23日の午前はタタール人でロシア系のナジーラさんのところにお邪魔をする。女性ドライバーのタクシーに乗ったのは初めて。今年は前回の3倍以上のタクシー代、10,000スムも払う。銀行もホテルも街中も、今年から同じ換金率となる。陶芸のアトリエは1年ぶり、庭には美しいバラが咲いている。ナジーラさんから村上さんと私にお皿のプレゼントをいただいた。直径30センチの大作だ。ざくろの絵がステキ。彼女とのトークは主にパソコンでやる。英語を入力し、ロシア語に翻訳する。プロフや干した果物などをごちそうになる。帰りのタクシーでは、2度も客が乗り込んできて、そのうち1人はなんと日本人。映画を作っているメンバーで、黒澤監督とウズベキスタンとの共同製作で前田敦子主演の映画を製作しているとのこと。偶然でおもしろい。ホテルに帰ってギョウザと(ロシアの)シャシリクを食べ、荷造りをする。
<完>【ちょっと一言】
●日本では、“馬”と“鹿”でバカだが、ウズベキスタンでは「あいつは“羊”だ」で、あいつはバカだ、になる。
●ウズベキスタン国内でシボレーが「GM」を作り始めた。よっての十字マーク(
)の車が多い。
◎アートホステルについて
とてもアットホームなホテル。ここ数年はウズベキスタンに行った時にいつも利用しているせいか、「おかえりなさい」と迎えてくれたのにはビックリ。行くたびごとにあちこちが増築され、良く手入れがされている。ホテル内に猫が2匹、外に野良猫が1匹いて、のんびりした雰囲気にさせてくれる。外の野良猫に食べ物を数回あげる。ホステルでは野外でたまに映画を見せてくれたりもする。鳥がたくさんいて、その鳴き声が朝の目覚ましになるのも嬉しい。鳥の羽の色もさまざま、とても種類が多い。
◎アラル海について
海水と比べて3分の1ほどの塩分の塩湖だったが、1960年から2014年までの間に湖の大きさが10分の1ほどまでに小さくなり、今は魚が住めない塩分の濃度に上がってしまった。干上がった湖のあとには何も作物が作れない。

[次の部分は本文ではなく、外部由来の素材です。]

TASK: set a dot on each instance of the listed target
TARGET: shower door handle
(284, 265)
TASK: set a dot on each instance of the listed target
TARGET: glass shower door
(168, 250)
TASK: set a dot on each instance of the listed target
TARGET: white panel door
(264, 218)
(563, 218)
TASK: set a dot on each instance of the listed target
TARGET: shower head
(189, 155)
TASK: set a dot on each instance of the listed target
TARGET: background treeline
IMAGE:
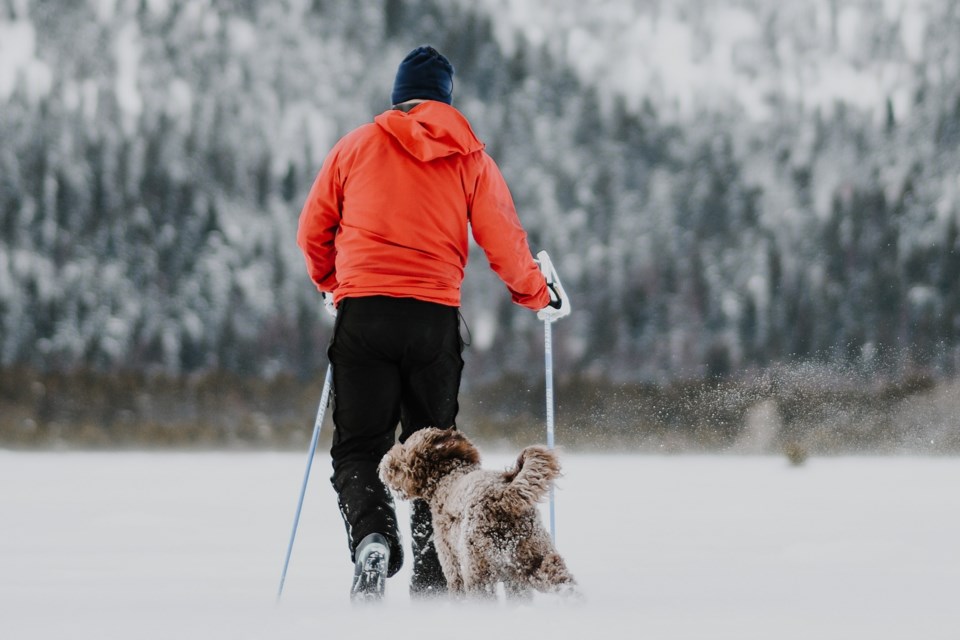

1940年にソ連が綿花のために大規模な工事で湖の水を抜き、1950年には運河を作り、湖は干上がった。湖はだんだん小さくなり、魚の住めない湖となる。一晩に10センチも水位が下がり、逃げそこなった船が屍(しかばね)のように点在する。湖のうちの200キロ×300キロくらいが干上がり、今はほんのわずか。これは20世紀最大の自然破壊である。
■村上 由希子(フェルト作家)
羊の毛を重ね湯と石鹸で布状に固めるWet feltと、もう一つ針でからめ硬化させるneedle feltの2つの技法により、絵画のような色彩と彫刻のようなフォルムを生み出す。日本には自分の意識外のところで働く直感やおさえる事のできない感情を、虫の仕業とする言葉がいくつもある。たとえば「疳の虫」「虫の知らせ」など。その人間の中にある感情や住む虫をテーマにフェルトで表現している。
■住谷 夢幻(岡田 芳保)
今から73年前のこと、東京から100キロ離れた夢幻氏の家は、自宅近くに隠しておいた飛行機と共にすべて戦争で焼かれてしまったそうです。夢幻氏が8歳のときのことでした。彼は成長して詩や書画の作家となりましたが、その幼少期の体験や民族の歴史、原爆、東日本大震災、世界の文明、歴史的事件などを作品に織り交ぜて表現しています。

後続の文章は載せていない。